Historiquement, seules les banques avec activités de dépôt avaient droit à pareil privilège. Pourtant, la Réserve fédérale américaine (Fed) a organisé les sauvetages de la banque d'investissements Bear Stearns et de l'assureur AIG tout en laissant tomber Lehman Brothers, une autre banque d'affaires, et se matérialiser le risque de système qu'on connaît.

Ce choix a amené les régulateurs à parler plutôt d'institutions financières à risque systémique important (IFRI) que de TGPD. «Que l'effondrement d'une institution entraîne des conséquences significatives pour le système financier et l'économie réelle ne dépend pas que de sa taille, précisait lundi à la Conférence de Montréal Jochen Sanio, président de l'Autorité fédérale de supervision financière allemande. Il faut aussi mesurer jusqu'à quel point elle est interconnectée (interconnectivity) aux autres et à quel point elle est remplaçable (substitutability).»

Or, précise M. Sanio, ces dernières notions essentielles sont difficilement quantifiables. Voilà pourquoi il propose un cadre réglementaire international très strict pour transformer les TGPD en institutions trop fortes pour défaillir et ainsi limiter la prise sans vergogne de risques.

Les interdépendances complexes

Ce qui nous amène au deuxième élément de la problématique de MM. Masson et Pattison: le caractère crucial des interdépendances complexes des institutions financières.

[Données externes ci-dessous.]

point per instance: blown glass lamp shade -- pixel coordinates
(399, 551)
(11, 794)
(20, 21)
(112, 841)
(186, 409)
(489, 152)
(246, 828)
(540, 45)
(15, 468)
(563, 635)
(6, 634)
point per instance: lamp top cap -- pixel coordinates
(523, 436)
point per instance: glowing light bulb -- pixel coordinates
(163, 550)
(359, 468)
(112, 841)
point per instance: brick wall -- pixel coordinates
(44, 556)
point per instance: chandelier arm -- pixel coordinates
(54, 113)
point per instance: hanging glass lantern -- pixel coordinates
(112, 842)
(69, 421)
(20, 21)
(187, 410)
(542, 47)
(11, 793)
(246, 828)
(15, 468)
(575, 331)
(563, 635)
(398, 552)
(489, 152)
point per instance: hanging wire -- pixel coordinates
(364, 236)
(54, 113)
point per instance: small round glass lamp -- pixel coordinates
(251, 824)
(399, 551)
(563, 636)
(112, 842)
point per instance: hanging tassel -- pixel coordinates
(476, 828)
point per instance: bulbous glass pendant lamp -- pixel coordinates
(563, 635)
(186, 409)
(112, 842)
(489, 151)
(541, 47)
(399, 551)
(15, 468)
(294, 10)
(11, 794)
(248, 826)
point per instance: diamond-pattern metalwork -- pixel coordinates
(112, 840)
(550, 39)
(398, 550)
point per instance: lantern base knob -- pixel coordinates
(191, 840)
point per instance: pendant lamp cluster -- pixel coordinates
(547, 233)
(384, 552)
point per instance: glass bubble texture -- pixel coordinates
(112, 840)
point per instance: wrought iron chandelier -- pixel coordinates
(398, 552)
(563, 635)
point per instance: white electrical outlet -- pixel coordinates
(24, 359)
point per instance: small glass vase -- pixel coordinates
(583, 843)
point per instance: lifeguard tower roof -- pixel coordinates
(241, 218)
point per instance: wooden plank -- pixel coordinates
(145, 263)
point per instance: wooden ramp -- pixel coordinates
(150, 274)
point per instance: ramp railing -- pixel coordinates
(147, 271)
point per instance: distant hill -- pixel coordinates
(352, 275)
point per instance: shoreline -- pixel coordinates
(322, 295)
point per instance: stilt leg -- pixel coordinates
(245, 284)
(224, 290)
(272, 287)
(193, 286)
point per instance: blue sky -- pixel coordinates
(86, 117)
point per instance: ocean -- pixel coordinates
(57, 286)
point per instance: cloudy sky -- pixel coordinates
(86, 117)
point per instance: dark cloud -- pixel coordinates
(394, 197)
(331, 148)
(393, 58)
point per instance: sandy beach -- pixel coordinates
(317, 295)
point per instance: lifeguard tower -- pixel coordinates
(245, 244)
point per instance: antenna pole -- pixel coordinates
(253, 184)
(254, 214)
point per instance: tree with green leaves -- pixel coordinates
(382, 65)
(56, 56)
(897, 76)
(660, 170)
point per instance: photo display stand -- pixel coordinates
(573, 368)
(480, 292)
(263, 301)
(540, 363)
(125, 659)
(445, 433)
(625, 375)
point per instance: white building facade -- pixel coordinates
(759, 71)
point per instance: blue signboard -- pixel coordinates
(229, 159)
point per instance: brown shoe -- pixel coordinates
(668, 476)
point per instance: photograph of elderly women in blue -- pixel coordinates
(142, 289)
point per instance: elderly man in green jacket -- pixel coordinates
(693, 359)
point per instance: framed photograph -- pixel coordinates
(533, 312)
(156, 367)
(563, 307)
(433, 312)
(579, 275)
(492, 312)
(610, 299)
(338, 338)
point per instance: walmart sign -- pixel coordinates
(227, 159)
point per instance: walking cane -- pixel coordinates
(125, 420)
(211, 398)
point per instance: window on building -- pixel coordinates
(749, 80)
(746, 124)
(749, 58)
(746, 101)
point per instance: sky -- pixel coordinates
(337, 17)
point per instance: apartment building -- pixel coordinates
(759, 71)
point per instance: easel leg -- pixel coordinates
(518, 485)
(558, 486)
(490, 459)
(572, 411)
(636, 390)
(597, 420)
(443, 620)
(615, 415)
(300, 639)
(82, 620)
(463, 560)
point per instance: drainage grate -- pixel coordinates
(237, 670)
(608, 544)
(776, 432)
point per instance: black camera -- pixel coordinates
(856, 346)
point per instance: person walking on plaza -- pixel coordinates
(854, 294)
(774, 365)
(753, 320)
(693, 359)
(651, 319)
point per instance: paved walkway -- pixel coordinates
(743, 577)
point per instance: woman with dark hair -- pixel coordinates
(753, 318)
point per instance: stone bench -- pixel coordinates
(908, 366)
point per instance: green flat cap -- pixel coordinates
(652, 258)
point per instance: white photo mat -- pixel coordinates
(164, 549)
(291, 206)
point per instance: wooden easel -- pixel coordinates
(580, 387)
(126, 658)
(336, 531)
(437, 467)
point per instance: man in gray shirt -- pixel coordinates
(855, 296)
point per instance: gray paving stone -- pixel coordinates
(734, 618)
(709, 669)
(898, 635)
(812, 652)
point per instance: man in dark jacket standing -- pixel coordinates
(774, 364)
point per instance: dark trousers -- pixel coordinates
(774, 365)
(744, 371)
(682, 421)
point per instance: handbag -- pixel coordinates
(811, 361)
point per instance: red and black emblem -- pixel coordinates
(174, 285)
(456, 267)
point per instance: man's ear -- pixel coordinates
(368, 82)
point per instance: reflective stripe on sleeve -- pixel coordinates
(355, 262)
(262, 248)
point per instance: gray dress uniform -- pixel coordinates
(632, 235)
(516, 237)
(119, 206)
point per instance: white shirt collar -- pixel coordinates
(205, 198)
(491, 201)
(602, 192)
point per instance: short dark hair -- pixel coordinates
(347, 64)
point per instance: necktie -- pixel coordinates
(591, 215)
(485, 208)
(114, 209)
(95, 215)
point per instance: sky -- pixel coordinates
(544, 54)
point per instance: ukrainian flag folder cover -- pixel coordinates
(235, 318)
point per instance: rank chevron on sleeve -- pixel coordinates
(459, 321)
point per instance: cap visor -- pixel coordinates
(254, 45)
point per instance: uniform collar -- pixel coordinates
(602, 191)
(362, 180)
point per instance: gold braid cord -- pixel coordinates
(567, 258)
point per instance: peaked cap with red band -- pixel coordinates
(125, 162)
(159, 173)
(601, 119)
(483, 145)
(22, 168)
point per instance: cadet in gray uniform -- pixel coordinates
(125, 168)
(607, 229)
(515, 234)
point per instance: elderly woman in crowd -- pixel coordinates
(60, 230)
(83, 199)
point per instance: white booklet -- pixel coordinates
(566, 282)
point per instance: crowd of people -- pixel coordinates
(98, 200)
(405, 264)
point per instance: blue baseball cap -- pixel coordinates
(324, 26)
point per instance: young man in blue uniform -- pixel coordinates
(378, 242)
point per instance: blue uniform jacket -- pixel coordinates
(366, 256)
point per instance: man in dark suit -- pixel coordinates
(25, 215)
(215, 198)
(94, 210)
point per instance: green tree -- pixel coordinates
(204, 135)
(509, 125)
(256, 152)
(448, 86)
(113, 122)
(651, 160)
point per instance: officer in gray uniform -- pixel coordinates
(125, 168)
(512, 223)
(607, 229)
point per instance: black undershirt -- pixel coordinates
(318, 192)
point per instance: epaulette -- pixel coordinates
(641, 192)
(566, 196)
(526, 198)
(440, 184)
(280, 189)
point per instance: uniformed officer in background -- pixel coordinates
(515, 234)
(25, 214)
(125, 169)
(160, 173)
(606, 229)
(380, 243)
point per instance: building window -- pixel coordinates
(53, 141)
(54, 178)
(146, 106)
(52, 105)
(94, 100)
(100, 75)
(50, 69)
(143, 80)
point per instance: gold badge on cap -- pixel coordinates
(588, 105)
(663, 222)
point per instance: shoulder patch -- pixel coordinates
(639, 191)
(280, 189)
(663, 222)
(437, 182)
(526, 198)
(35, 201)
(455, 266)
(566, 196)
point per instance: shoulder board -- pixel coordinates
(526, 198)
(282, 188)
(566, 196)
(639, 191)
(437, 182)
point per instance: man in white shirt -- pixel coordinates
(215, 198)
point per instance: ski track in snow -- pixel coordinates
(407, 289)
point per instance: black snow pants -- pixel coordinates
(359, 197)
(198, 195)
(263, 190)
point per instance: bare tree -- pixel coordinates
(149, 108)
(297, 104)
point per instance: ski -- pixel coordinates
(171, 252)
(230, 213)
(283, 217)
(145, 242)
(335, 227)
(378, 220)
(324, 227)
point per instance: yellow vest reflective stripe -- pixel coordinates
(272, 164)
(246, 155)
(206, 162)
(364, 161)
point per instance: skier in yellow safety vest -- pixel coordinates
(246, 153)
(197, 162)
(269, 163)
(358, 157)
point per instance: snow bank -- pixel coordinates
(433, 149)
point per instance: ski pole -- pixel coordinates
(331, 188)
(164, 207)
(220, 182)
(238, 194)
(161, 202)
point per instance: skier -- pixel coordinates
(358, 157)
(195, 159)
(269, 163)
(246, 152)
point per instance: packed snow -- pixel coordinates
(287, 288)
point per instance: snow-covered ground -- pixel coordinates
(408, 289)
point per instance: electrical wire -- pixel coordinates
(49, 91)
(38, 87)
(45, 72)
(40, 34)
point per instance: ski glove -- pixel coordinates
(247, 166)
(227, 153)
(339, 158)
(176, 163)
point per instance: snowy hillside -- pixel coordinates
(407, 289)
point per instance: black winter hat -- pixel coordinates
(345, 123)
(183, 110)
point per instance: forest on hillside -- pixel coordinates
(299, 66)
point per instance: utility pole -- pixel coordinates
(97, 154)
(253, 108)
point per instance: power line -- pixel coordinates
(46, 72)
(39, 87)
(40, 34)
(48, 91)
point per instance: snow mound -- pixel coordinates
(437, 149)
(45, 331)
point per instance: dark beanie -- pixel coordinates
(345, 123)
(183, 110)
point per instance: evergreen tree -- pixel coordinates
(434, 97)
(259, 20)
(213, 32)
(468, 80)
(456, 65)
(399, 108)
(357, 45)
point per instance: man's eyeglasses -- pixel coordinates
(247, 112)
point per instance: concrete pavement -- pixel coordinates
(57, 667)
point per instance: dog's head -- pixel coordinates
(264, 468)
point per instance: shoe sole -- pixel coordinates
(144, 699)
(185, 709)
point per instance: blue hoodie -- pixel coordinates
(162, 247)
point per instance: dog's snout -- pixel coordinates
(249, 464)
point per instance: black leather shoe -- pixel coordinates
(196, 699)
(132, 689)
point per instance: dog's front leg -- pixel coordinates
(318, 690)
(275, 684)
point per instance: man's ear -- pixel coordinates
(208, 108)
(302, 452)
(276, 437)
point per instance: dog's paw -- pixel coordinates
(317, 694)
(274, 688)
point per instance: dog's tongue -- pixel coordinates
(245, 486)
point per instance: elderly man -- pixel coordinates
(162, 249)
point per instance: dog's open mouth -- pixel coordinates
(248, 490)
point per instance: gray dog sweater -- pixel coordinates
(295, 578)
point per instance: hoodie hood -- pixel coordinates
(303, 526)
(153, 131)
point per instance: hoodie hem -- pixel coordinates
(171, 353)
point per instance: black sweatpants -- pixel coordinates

Ils ont isolé cinq phénomènes qui ont nourri la dernière crise et qui restent susceptibles d'en déclencher une nouvelle, si on ne s'y attaque pas correctement: les nombreuses imbrications interinstitutionnelles, les dérivés de crédit opaques, les transactions bancaires sous-capitalisées, la taille excessive de quelques institutions pour une gestion efficace et l'abus de l'effet de levier.

Remédier même partiellement à ces problèmes requiert beaucoup de coordination internationale. «Non seulement ce préalable n'est pas satisfait, s'affligent les auteurs, mais le niveau de développement différent des pays pose des défis différents. Pour certains, la régulation devra aller au-delà des normes minimales internationales.»

Les auteurs appréhendent par-dessus tout que les États sentiront l'urgence d'agir à mesure que s'enracine la reprise.

Organisme international

M. Sanio partage aussi ces craintes. La difficulté est d'autant plus grande que les États renonceront difficilement à une part de leur souveraineté, si minime soit-elle, au profit d'un nouvel organisme international de liquidation ordonnée des IFRI défaillantes.

Les solutions nationales ne fonctionneraient pas pour elles, parce que la plupart forment des groupes financiers qui font affaire à l'échelle internationale.

«Si nous permettons aux institutions de faire affaire au-delà des frontières sous différents statuts légaux, alors nous devons avoir les moyens d'agir au-delà des juridictions, en cas de crise», plaide-t-il.

Cela laisse beaucoup de pain sur la planche non seulement aux chefs d'État du G20 qui se réunissent à Toronto à la fin du mois, mais aux autres institutions comme la Banque des règlements internationaux (réforme des Accords de Bâle), la nouvelle Commission de Stabilité financière, voire le Fonds monétaire international.

«Faute de quoi, prédit M. Sanio, un dangereux spectre hantera les marchés financiers, un monstre susceptible de détruire le système financier mondial. Jusqu'ici, les chances de succès paraissent un peu décevantes.»